Besonderheiten in Glasgow
Für Glasgow wurde diese ohnehin komplexe MSM®-Schwenktraversen-Konstruktion zusätzlich mit hydraulischer Steuerung, Gleitlagern und definierten Kontaktflächen ausgestattet und an die südliche Drehbrücke angebaut:
- Die Brücke hat eine Art Tisch, auf dem der Fahrbahnübergang liegt und auf MSM®-Gleitsonderlagern zwängungsfrei bewegt werden kann.
- Unmittelbar bevor die Brücke sich dreht und öffnet, zieht die Hydraulik an der Unterseite den Fahrbahnübergang zusammen. Dafür sind vor der Brückenöffnung nur wenige Millimeter notwendig, denn die Brückenseiten stoßen nicht rechtwinklig, sondern mit einem Winkel von 84 ° aufeinander.
- Während die Brücke sich weiter öffnet, schließt die Hydraulik den Fahrbahnübergang komplett, denn er darf nicht mehr auskragen.
- Die nördliche Brücke ohne Fahrbahnübergang ist passgenau so gebaut, dass der Fahrbahnübergang anlegen kann.
- Wenn die Brücke wieder schließt, öffnet die Hydraulik den Fahrbahnübergang wieder so weit, dass er sich an die Nord-Brücke anlegt.

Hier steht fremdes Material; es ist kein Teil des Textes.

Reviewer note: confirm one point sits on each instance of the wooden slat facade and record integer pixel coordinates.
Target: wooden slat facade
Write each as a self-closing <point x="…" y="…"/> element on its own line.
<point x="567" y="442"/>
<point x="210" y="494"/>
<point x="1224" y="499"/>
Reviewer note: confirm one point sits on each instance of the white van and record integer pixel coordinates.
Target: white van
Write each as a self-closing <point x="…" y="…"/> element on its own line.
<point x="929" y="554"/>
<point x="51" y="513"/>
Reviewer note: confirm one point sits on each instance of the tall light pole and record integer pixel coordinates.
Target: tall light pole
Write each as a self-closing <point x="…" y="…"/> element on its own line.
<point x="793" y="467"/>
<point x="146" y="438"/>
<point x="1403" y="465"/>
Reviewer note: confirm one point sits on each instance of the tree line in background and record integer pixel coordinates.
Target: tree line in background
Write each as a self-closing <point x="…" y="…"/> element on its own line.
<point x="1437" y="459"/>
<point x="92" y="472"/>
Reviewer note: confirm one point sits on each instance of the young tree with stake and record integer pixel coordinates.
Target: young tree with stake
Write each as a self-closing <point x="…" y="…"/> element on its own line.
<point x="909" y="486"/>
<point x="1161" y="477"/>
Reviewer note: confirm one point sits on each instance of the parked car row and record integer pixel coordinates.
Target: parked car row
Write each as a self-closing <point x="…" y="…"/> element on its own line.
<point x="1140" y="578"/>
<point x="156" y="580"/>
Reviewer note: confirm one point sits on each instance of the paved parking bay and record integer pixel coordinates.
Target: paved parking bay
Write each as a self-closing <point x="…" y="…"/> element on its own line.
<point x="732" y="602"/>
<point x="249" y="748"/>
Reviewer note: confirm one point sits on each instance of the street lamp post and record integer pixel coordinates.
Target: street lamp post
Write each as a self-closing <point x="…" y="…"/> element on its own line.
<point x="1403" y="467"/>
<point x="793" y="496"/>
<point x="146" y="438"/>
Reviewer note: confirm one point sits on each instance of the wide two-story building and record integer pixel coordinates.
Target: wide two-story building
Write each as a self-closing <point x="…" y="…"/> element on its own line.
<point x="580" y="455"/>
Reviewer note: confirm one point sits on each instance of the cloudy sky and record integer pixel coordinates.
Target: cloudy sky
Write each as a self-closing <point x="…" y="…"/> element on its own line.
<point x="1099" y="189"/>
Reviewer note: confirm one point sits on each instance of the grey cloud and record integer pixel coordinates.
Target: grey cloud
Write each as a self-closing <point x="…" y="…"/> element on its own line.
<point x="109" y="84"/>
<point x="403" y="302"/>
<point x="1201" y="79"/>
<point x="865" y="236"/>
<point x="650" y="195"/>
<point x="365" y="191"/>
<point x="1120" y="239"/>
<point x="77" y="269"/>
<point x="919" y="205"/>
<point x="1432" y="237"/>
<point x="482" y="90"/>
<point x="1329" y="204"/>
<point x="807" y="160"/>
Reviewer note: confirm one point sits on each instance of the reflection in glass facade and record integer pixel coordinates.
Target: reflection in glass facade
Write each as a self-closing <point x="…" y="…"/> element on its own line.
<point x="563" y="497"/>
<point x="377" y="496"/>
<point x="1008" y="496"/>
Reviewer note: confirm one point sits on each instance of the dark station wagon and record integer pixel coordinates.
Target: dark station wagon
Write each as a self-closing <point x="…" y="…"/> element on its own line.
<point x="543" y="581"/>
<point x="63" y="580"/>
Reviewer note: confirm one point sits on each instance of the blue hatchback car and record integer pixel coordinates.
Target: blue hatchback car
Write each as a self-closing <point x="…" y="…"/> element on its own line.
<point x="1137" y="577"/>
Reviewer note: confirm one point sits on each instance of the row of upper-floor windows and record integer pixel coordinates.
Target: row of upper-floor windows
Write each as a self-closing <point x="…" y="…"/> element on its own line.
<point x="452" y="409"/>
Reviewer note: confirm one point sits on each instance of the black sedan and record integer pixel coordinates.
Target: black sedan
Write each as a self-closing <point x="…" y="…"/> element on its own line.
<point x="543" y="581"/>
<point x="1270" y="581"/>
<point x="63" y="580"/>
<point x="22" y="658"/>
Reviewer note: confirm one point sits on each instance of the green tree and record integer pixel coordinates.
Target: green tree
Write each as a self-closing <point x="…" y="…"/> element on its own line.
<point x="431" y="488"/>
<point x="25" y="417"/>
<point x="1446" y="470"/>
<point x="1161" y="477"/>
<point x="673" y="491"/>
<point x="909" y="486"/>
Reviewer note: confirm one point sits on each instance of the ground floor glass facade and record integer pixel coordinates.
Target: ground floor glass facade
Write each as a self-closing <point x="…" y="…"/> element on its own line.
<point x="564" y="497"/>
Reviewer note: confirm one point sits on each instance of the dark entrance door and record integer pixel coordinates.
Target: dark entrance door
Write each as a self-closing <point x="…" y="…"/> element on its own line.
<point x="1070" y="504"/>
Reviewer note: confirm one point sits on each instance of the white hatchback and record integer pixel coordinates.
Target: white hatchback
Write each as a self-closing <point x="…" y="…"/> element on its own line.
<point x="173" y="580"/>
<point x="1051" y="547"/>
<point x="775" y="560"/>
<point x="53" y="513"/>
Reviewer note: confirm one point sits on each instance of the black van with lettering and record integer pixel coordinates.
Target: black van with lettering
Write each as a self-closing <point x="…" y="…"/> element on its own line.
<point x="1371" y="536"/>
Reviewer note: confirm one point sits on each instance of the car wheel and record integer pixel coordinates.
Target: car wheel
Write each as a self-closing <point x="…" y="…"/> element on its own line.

- Der Anpressdruck dafür wird exakt gesteuert. Er muss hoch genug sein, dass auch bei der Überfahrt von Lkws die Überfahrsicherheit gewährleistet ist. Es gibt keine manuelle Verriegelung.
Übergang plus 40 cm
MAURER lieferte eine 13,2 m lange MSM® Schwenktraversenkonstruktion mit 320 mm Dehnweg (MAURER Modulardehnfuge Typ DS 4 HL). Da sie im Gegensatz zu üblichen Übergangskonstruktionen nur auf einer Seite angeschweißt wird, umfasste die Lieferung auch einen 40 cm breiten „Brücken“-Streifen zur nördlichen Brücke hin. MSM®-Streifen in der Kontaktfläche schützen die Stahlkonstruktionen.
Beide Brückenteile wurden in Rotterdam/Holland gefertigt. Dort wurde Anfang 2024 auch die komplette Sonderkonstruktion an die Südbrücke angebaut und dann die gesamte Hydraulik intensiv getestet – von einem externen Unternehmen, denn „bei einer so einzigartigen Konstruktion wollten wir auf Nummer sicher gehen“, erklärt Melief. „Der größte Erfolg war, als das bei den Tests einfach so funktionierte wie wir uns das ausgedacht hatten.“ Nach dem Einschwimmen in Glasgow im April war nur noch Feinabstimmung notwendig.
Das Renfrewshire Council of Glasgow City Region will die Brücke noch in diesem Jahr für den Verkehr freigeben.